# GEP-OnSSET GIS-Extraction Notebook for GEP-OnSSET

This is the GEP-OnSSET GIS extraction notebook. It replaces the [QGIS plugin](https://github.com/global-electrification-platform/Cluster-based_extraction_OnSSET/tree/master/Plugin) used in the online course.

The main purpose of this notebook is to facilitate the change of single datasets without running through the entire plugin. Using this notebook the user will be able to change however many datasets needed.

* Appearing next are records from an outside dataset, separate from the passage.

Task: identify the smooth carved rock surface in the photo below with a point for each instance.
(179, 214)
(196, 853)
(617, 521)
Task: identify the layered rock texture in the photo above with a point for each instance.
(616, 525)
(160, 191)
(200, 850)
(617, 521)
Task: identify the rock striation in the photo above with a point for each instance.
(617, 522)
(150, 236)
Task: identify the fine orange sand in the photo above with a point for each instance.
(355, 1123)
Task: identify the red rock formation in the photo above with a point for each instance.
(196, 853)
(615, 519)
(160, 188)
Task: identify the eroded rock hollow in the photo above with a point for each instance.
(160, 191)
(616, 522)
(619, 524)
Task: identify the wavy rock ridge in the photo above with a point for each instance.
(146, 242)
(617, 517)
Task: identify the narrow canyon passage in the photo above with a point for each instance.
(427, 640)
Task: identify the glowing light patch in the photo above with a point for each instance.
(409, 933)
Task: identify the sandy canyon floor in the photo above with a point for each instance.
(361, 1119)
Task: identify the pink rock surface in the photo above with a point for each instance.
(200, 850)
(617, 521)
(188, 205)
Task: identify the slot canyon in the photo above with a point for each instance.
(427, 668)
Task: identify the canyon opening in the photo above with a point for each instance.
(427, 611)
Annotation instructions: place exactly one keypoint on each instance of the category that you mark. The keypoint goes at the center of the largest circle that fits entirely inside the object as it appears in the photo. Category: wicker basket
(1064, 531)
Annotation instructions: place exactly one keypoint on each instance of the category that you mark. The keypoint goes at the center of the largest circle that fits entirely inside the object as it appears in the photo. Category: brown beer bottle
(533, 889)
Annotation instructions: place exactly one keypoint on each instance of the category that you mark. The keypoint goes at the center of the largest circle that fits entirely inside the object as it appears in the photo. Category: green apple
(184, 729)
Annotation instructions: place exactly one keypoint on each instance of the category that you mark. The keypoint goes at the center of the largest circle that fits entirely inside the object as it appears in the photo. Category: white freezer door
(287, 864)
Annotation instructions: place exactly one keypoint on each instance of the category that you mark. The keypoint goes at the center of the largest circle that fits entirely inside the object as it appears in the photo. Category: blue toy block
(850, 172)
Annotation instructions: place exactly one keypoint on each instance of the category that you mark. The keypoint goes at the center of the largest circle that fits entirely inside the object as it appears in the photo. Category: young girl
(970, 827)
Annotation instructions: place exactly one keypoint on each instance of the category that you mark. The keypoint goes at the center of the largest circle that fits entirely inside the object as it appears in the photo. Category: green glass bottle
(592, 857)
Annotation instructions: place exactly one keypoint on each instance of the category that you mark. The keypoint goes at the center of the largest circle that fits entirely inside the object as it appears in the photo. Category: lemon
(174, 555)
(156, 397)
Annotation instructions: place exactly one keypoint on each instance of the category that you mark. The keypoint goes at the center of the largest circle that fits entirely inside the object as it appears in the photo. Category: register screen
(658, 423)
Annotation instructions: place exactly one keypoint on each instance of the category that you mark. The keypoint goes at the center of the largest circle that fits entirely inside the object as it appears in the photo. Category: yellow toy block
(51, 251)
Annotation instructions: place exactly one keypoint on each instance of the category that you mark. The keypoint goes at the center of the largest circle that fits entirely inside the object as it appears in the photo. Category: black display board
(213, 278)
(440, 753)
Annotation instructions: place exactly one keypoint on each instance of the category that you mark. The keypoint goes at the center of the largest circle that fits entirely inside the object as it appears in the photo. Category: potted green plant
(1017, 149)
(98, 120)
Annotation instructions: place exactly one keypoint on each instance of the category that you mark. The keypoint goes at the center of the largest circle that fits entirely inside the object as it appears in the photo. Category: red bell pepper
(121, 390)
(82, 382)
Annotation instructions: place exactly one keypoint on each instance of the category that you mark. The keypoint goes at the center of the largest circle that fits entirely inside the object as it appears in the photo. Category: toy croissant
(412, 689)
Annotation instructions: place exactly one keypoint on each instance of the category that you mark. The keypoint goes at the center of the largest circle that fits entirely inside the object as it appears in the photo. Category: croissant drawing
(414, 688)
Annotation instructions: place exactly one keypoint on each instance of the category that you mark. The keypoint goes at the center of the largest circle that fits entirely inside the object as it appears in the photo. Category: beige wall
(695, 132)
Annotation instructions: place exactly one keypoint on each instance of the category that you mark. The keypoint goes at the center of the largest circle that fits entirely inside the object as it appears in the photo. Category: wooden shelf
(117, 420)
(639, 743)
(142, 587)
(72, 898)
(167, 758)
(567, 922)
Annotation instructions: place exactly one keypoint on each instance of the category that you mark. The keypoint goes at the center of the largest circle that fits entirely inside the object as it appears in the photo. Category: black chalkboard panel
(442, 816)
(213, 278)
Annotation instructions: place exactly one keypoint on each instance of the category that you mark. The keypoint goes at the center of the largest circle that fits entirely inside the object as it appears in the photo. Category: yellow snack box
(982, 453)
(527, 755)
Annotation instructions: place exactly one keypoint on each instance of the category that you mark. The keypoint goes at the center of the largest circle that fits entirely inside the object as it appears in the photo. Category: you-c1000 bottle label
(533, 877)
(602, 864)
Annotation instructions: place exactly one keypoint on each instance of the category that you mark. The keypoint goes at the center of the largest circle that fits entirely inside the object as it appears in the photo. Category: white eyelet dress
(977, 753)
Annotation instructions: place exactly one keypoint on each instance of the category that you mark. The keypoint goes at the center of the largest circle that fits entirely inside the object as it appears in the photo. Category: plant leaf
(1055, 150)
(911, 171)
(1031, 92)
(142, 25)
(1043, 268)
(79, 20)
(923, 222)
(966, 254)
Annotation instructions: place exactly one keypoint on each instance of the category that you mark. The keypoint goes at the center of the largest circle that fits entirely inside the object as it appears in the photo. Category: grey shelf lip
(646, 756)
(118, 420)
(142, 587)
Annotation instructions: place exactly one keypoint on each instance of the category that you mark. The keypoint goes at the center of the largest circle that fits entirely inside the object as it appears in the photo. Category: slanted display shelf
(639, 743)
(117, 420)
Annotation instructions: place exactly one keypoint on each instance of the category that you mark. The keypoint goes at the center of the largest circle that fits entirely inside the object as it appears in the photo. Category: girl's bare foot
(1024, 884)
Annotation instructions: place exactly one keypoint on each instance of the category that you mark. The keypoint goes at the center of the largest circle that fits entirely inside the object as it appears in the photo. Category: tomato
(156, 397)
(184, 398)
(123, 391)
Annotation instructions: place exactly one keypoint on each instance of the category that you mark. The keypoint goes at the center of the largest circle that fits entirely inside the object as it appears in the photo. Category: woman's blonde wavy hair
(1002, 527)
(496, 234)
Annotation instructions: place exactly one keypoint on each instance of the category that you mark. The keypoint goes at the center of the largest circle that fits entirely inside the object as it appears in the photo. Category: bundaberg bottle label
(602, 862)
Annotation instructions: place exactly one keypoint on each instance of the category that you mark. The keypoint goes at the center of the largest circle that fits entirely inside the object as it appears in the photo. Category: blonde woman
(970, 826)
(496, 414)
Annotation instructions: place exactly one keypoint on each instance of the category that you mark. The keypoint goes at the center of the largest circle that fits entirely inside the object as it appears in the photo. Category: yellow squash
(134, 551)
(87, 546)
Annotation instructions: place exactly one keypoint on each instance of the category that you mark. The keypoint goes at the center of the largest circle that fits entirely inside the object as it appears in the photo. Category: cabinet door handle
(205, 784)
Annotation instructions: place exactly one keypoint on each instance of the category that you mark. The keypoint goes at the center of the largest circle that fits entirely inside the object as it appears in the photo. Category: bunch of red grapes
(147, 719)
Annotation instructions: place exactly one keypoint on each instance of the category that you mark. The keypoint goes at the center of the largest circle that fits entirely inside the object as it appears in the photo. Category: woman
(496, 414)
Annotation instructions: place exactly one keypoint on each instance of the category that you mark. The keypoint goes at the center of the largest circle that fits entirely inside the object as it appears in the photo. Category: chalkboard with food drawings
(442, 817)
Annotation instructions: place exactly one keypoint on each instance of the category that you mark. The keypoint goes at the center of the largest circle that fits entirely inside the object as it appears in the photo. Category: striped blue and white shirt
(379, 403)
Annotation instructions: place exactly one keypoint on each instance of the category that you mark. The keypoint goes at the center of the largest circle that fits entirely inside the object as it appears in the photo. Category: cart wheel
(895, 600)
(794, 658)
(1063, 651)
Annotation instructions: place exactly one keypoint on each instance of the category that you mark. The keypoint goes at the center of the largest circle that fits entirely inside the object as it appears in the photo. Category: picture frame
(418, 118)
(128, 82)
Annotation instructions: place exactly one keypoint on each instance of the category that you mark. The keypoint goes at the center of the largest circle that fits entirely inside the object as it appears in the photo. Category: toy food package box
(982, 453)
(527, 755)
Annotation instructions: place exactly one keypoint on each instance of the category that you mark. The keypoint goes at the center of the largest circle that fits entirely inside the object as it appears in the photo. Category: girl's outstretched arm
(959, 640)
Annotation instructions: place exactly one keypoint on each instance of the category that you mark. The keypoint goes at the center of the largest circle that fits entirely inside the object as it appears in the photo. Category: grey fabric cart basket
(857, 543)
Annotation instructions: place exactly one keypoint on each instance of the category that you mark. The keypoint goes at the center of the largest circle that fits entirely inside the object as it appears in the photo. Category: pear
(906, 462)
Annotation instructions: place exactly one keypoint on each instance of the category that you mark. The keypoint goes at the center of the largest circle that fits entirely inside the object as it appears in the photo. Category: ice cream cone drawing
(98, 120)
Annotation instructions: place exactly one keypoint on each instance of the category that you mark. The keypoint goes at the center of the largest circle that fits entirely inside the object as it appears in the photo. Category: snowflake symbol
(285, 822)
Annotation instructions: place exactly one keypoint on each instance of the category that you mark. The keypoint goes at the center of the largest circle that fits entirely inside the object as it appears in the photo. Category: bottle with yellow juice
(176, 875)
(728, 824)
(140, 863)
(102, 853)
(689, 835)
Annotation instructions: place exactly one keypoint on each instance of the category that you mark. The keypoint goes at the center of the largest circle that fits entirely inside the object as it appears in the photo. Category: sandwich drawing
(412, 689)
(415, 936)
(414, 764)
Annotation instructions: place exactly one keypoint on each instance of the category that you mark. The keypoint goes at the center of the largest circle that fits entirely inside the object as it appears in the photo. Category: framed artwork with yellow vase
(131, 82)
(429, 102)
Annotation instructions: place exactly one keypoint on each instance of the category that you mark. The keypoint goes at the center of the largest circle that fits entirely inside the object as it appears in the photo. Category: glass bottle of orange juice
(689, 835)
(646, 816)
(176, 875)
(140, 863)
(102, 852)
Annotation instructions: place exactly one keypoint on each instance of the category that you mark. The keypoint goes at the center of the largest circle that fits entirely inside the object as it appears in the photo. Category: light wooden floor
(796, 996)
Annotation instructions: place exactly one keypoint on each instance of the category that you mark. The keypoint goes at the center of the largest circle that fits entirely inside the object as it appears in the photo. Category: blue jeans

In order to run an OnSSET analysis the following datasets are needed:
* Admin boundaries
* Elevation
* Global horizontal irradiation
* Land Cover
* Travel time
* Wind velocity
* Clusters **(these clusters should include: The name of the study area, the amount of nighttime lights, population, population living in areas with nighttime light and an ID column)**. The clusters can be downloaded from [Energydata.info](https://energydata.info/) or generated directly using this [code](https://github.com/global-electrification-platform/Clustering_notebook).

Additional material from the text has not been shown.